While many advances have been made in treatments for the most common cancers such as breast cancer, survival rates and surgical techniques for esophageal cancer have improved little over the past 70 years.

“The reason the survival rate hasn’t improved is that there aren’t a lot of conversations or campaigns and not a lot of funded projects because unfortunately these patients are dying,” said Suzanne. “If we invest in research, it means that we are not only improving the survival rate and extending life, but also the quality of life, the knowledge of this particular cancer and preventing people from having these horrible stays at the hospital. hospital, ”she said.

The Aftershock supports CCS research aimed at improving outcomes and quality of life for people undergoing curative surgery, including by optimizing swallowing. The research is being carried out by the doctoral student, the surgeon Dr Kaleb Lourensz, who is developing new techniques to better understand the functioning of the stomach “withdrawn” after surgery.

The study uses dynamic magnetic resonance imaging (MRI) in concert with high-resolution nuclear scintigraphy – an analysis using radioactive chemicals to track food moving through the digestive system – to help assess the progress of contraction and emptying of the reconstructed esophagus over time. He will also compare patients who have a good long-term functional outcome of their gut after surgery, with those who have a poor outcome to see what works and what to avoid.

“We then hope to create an algorithm or a ‘recipe’ for what we should do during the operation to create the best duct (or new esophagus) that we can – how wide, the best shape, the best blood supply – for optimize the situation so that patients have the best quality of life, ”said Wendy.

“We are very grateful for the opportunity to do this research. It is difficult to get people interested in esophageal cancer. People like Suz, with her passion, are priceless. It’s the typical Australian spirit, fighting for the outsider! she said.

“She’s an inspiring young woman who took it upon herself to take the tragedy and make it something really positive for the community.”

The Aftershock is a small organization aiming to “make a big bang” by focusing on a few research projects, initially the work of CCS Associate Professor James Lee on thyroid cancer, then Professor Meng Law’s group investigating brain cancer fatal glioblastoma, and now on esophageal cancer.

Her other goal is to raise awareness of high-fatality diseases through events such as Teresa’s Trotters, an annual six-kilometer walk (Teresa also walked far every day) and a Podcast in which Wendy participated.

“I wanted to do everything I could to support the association not only for my own research, but because I believe that rare cancers are forgotten cancers and that people with these cancers should have the same opportunities as those whose cancers are more recognized, ”said Wendy.

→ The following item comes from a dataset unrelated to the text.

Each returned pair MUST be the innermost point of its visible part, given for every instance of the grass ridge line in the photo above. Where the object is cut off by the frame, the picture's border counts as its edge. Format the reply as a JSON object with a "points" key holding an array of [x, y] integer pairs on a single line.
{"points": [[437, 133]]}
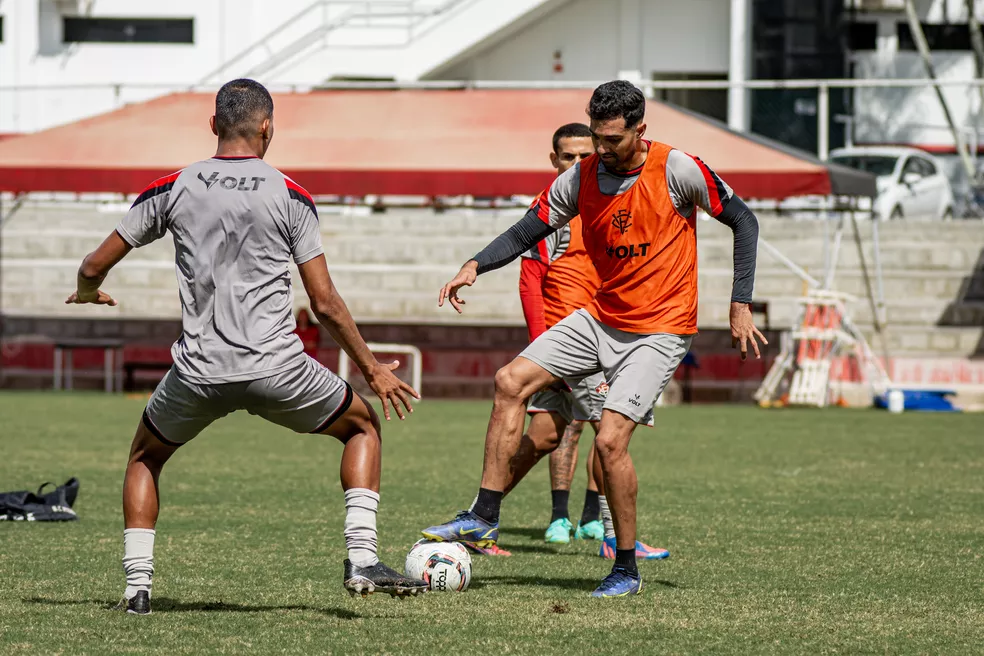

In 2019, Suzanne spent a day with Wendy at the Alfred, observing an esophagectomy – “a real eye-opener” – meeting her team and chatting with some of Wendy’s patients. The Aftershock later hosted an exhibit featuring 16 stories about people touched by cancer, including patients, family members, oncologists and surgeons.

“Wendy has been a huge supporter and a huge part of The Aftershock over the past two years,” said Suzanne.

“It’s so gratifying to close the loop between donors, researchers and clinicians because we are all working together for the good of our patients, which is a really satisfying feeling,” said Wendy.